There aren’t many of them in our part of the universe, and there will be fewer when the story ends. This is not Esen’s fault. She may have broken the First Law and allowed another sentient being to discover that she was more than she appeared to be, but it was either that or die, and she didn’t see that as an option.
Besides, having their existence revealed by accident to one young human spacer is the least of their problems, as the sans-serif sections of type labeled “Out There” remind us every so often. There is a being out there - and we slowly realize what sort of being it must be - that sees itself as Death. It is all appetite, and it is hungry.
Esen, meantime, has formed something of an alliance with the human, Ragem, and he has developed the uncanny ability to detect her, to recognize her personality, no matter what form she hides in. This is quite odd, for when web beings shape shift their function follows their form, and they take on the reflexes and drives of the beings they have copied. Esen has to struggle against space sickness, a herd instinct, and a kind of natural cowardice in the various forms she assumes, and yet Ragem, as they are thrown together by something more than coincidence, manages to recognize her each time.
Julie Czerneda was a biologist before she became a science fiction writer, and her hard science background is very present, but not oppressively so, in her work. It is clever, for instance, that Esen’s changes have to obey the law of conservation of matter and energy, and that she must either take on mass by consuming living things, or shed it explosively, when she must change her size.
It is also fascinating, albeit somewhat gross, that she and her webmates and mother exchange information and memories with each other by eating, kind of like a direct RNA transfusion.
In Esen’s developing relationship with Ragem, none of this sort of intimacy is possible, and part of the fun of this story is the way in which she, in various guises, has to learn to deal with this fascinated and tenacious human being. While her potential scares him at times, he is truly driven to learn more about her, sharing the same sort of compulsion that she has to be a kind of cosmic anthropologist.

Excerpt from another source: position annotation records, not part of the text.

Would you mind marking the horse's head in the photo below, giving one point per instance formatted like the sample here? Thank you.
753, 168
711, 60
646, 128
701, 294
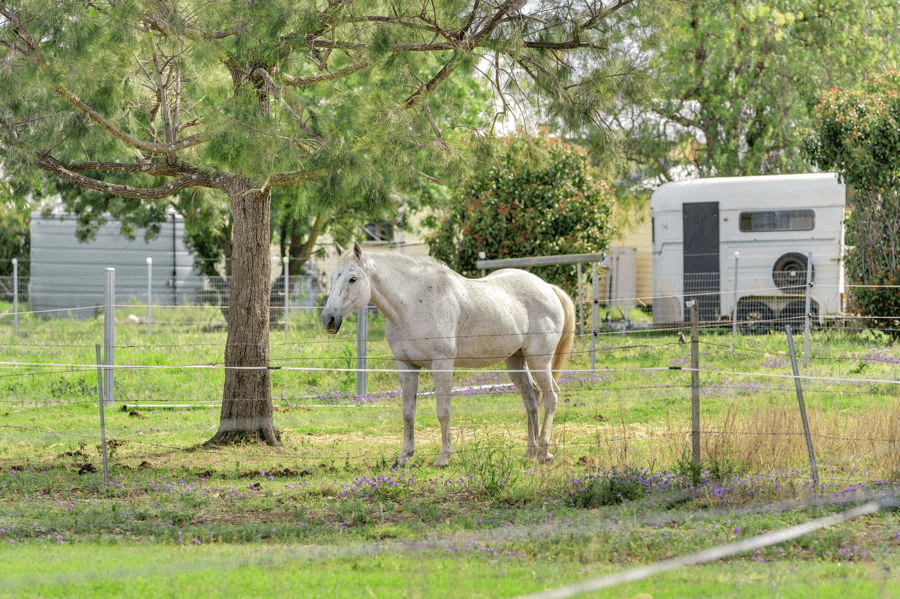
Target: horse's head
350, 288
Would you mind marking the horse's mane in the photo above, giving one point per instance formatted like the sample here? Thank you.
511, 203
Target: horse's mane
424, 261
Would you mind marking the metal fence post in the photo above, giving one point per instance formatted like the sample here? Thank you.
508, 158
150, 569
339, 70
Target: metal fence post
287, 301
595, 317
109, 336
580, 298
695, 387
799, 388
734, 309
807, 309
102, 418
16, 296
362, 326
149, 294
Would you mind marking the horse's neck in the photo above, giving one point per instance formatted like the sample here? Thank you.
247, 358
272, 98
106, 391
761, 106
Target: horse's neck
391, 285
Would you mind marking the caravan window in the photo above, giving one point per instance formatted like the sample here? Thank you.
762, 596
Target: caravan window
778, 220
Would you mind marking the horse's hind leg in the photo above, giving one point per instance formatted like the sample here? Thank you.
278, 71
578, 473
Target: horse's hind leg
550, 395
531, 397
443, 381
409, 386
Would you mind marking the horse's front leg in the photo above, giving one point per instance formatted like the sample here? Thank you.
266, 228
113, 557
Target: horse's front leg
409, 387
550, 395
442, 371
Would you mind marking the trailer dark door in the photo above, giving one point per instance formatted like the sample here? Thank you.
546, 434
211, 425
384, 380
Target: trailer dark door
701, 257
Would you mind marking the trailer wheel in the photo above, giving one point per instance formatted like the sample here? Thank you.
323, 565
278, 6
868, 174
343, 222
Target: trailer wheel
755, 318
789, 273
794, 314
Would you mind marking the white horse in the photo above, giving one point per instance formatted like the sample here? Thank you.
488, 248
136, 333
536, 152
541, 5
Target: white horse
438, 319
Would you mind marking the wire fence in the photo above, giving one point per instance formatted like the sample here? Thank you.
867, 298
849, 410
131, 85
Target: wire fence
49, 363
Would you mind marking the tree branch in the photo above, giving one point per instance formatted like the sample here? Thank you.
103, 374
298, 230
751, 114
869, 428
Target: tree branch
156, 148
314, 79
467, 45
195, 178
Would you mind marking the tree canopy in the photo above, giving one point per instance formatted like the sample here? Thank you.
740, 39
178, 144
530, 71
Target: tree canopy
857, 135
228, 101
737, 82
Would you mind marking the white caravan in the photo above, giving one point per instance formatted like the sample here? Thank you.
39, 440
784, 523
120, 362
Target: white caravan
757, 232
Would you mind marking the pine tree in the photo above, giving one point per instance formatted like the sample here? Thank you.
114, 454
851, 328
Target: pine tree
146, 102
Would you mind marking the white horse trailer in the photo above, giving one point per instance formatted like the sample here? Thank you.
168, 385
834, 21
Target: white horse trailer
741, 247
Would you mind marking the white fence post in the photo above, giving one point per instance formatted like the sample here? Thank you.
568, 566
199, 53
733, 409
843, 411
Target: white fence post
16, 296
109, 336
287, 296
362, 331
734, 309
149, 294
595, 316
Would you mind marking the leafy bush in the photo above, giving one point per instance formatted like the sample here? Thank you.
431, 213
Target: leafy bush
541, 199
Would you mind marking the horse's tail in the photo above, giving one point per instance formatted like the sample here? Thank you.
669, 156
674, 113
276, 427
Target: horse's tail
567, 339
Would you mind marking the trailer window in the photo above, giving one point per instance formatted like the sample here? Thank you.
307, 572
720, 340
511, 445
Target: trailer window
778, 220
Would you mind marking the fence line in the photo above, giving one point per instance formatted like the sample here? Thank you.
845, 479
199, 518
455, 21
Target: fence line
715, 553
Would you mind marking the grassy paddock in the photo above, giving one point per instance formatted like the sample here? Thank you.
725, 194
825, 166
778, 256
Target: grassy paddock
178, 519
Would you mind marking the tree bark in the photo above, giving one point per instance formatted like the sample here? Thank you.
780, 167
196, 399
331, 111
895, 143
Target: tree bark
247, 397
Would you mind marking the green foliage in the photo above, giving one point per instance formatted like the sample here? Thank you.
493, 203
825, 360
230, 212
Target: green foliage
15, 223
541, 198
494, 470
857, 134
614, 487
737, 82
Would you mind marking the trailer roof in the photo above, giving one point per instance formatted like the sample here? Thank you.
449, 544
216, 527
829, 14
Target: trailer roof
772, 191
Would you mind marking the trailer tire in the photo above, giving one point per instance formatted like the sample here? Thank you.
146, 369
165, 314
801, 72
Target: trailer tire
789, 273
755, 318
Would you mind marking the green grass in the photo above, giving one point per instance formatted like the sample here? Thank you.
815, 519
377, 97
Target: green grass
329, 514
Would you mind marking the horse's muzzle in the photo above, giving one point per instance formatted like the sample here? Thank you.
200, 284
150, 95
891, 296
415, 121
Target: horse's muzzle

We realize long before Esen or Ragem that she and Death have something in common, that this other creature is what she might be without ethics and a conscience; that she could, in fact, be much more powerful than she is, but only at the cost of something we might call her soul, though she might think of it as a sort of species integrity.
Beholder’s Eye is a novel that begins mysteriously, builds slowly, and reaches a really surprising climax that makes you glad you hung around for it.
Best of all, Julie’s editor talked her into exploring the further adventures of Esen, and there are two more books I haven’t read yet. Delightful.
Julie E. Czerneda was one of the guest authors at last month’s Young Authors’ Conference.